April is a marketing consultant for startups and her idea agreed with my 10+ years of marketing experience.
Positioning a product (or company) when you have no customers (or very few) is different from positioning after you have some traction. New companies should keep it loose, but once you have some traction you need to tighten it up.
Great positioning very specifically answers the questions-What is this thing? Who is it for? Why should we care? Early on, you won’t know exactly who loves your product and why – you will have working assumptions, but they won’t be validated yet.
When the product is newly launched you want to keep the positioning pretty loose. You are trying to get experience with a range of customers doing a range of things with your product so you can start to see the patterns (related to who loves you and why) emerge.

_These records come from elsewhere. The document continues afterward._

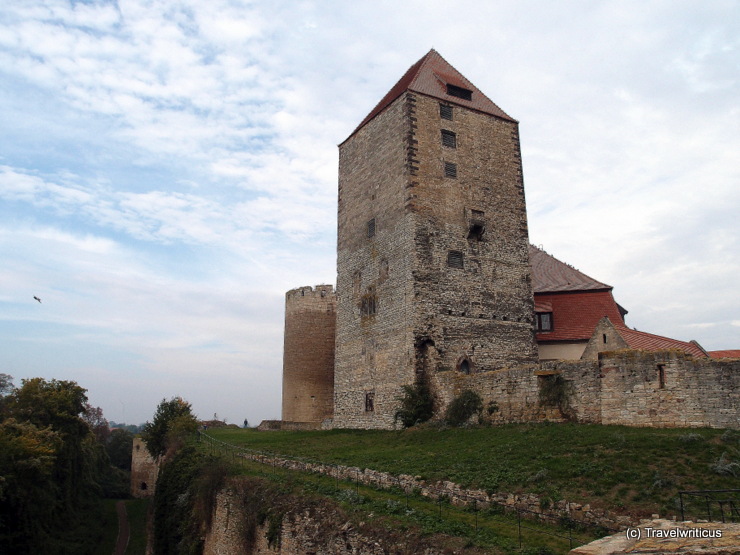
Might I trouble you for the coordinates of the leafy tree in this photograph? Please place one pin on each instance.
(172, 422)
(51, 467)
(463, 407)
(417, 405)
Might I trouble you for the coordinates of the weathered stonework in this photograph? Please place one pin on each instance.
(428, 313)
(308, 355)
(308, 527)
(144, 471)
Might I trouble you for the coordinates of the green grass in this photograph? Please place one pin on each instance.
(110, 527)
(137, 513)
(395, 510)
(630, 470)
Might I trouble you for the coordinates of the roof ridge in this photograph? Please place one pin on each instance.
(417, 79)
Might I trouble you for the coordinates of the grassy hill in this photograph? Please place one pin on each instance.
(635, 471)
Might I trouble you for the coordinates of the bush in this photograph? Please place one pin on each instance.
(417, 405)
(463, 407)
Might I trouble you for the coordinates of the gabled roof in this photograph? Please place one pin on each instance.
(430, 76)
(575, 314)
(650, 342)
(549, 275)
(729, 353)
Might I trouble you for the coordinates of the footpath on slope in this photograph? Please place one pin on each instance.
(123, 529)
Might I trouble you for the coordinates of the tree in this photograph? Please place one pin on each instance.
(52, 467)
(417, 405)
(172, 422)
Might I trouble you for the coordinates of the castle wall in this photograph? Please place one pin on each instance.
(428, 313)
(624, 387)
(483, 311)
(308, 359)
(374, 270)
(669, 389)
(144, 471)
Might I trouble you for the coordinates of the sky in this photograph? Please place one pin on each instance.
(168, 170)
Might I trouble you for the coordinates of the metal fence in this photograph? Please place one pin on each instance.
(719, 505)
(384, 481)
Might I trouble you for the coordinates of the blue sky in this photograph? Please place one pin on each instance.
(168, 170)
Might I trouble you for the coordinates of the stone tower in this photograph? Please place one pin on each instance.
(308, 355)
(432, 261)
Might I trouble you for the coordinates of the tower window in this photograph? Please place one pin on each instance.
(368, 303)
(455, 259)
(459, 92)
(544, 321)
(449, 138)
(370, 401)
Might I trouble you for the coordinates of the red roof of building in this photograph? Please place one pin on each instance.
(649, 342)
(430, 76)
(728, 353)
(575, 314)
(550, 275)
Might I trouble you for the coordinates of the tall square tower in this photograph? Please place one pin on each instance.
(432, 256)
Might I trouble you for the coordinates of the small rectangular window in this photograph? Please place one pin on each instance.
(370, 402)
(455, 259)
(449, 138)
(369, 302)
(459, 92)
(661, 376)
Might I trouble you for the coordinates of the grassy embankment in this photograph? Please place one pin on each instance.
(628, 470)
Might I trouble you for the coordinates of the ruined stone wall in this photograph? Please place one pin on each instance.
(144, 471)
(374, 272)
(622, 387)
(669, 389)
(308, 356)
(304, 526)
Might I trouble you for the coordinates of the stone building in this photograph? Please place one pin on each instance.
(308, 354)
(437, 281)
(144, 470)
(432, 254)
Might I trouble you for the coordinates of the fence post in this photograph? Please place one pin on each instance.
(519, 525)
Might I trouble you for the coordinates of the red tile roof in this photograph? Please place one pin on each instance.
(430, 76)
(575, 314)
(649, 342)
(550, 275)
(728, 353)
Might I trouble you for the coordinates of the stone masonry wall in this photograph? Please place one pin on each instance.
(669, 389)
(403, 309)
(144, 471)
(308, 356)
(374, 273)
(482, 312)
(304, 527)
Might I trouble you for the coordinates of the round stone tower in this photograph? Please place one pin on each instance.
(308, 356)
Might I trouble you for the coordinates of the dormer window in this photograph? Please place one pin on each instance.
(449, 138)
(544, 321)
(459, 92)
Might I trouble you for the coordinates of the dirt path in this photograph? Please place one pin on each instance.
(123, 529)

Restrictive positioning early on – “We’re CRM for investment banks looking for new HNW clients” – can scare away prospects that might be a great fit for reasons you didn’t anticipate. Loose positioning keeps this more open – “We’re Enterprise CRM for salespeople that hunt”.

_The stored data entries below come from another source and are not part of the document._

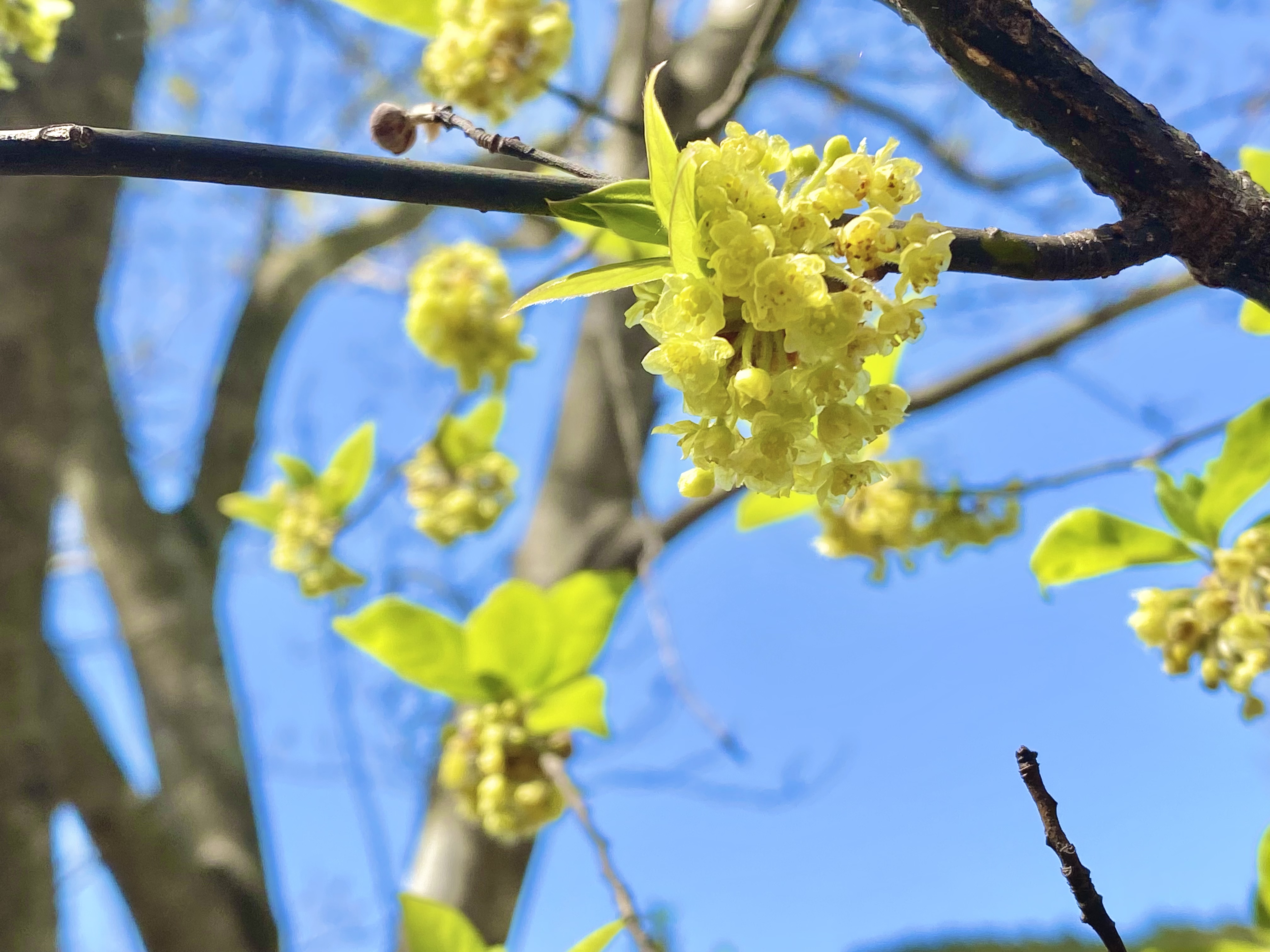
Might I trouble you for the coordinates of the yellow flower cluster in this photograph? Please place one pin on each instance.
(492, 55)
(492, 763)
(769, 347)
(458, 499)
(1225, 621)
(458, 314)
(901, 513)
(305, 532)
(31, 26)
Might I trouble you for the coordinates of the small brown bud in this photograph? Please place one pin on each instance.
(392, 129)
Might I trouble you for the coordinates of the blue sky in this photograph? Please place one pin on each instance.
(879, 800)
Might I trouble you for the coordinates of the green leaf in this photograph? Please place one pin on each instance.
(1240, 470)
(1178, 503)
(465, 439)
(663, 158)
(1254, 318)
(638, 223)
(1258, 164)
(416, 16)
(595, 281)
(510, 635)
(1089, 542)
(756, 509)
(1261, 900)
(435, 927)
(345, 477)
(261, 512)
(298, 471)
(684, 220)
(600, 938)
(577, 704)
(883, 367)
(581, 610)
(421, 645)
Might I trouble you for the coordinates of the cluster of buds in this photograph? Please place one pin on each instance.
(455, 499)
(492, 55)
(31, 26)
(1225, 622)
(491, 762)
(902, 513)
(458, 314)
(305, 532)
(768, 348)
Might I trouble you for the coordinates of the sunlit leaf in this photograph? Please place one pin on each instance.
(663, 158)
(350, 466)
(299, 473)
(435, 927)
(255, 511)
(510, 635)
(1240, 470)
(416, 16)
(582, 610)
(595, 281)
(600, 938)
(758, 509)
(421, 645)
(578, 704)
(1089, 542)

The analogy I use-You built a net to catch tuna but you haven’t fished with it yet. You could call it a tuna net, go where the tuna are and catch nothing. Or you call it a fish net, cast it wide, see what you pull up & position for that. Maybe your tuna net is a better cod net.
Once you have enough customer experience you will start seeing the patterns around who loves you and why. You can then focus on exactly the prospects most likely to love your stuff. Your positioning can get really tight at this stage to appeal to those “best-fit” customers.
I think of this as an “actionable segmentation” – meaning I can tell you, by looking at a prospect from the outside whether or not that company is going to be easy to close business with or not. If your segmentation doesn’t allow you to do this, it’s too broad.
“SMBs” is not an actionable segmentation. “Single-location food service businesses with fewer than 20 employees in NYC” is very actionable – I can design campaigns for that, I can give my sales team a list of companies to call, I can tell them who NOT to call.
When startups ask me for positioning help early on, I tell them not to worry about it too much until they see patterns. Once you know who loves you & why, you’re ready to deliberately position around your strengths & focus your marketing/sales efforts on best-fit prospects.
This is some great advice.
If you’re still pre-launch or new, it’s okay to have a niche (or not), just remember to hold your positioning a bit loosely until you figure out exactly who you’ll serve best and how.
If you’re established, it’s a good idea to regularly analyze where most of your member satisfaction and profit comes from. Look for trends and see if you can split your members into outwardly identifiable segments.
Then, once you see where your best opportunities are, tighten up your positioning to attract and retain more of your ideal members and less of the unprofitable/dissatisfied members.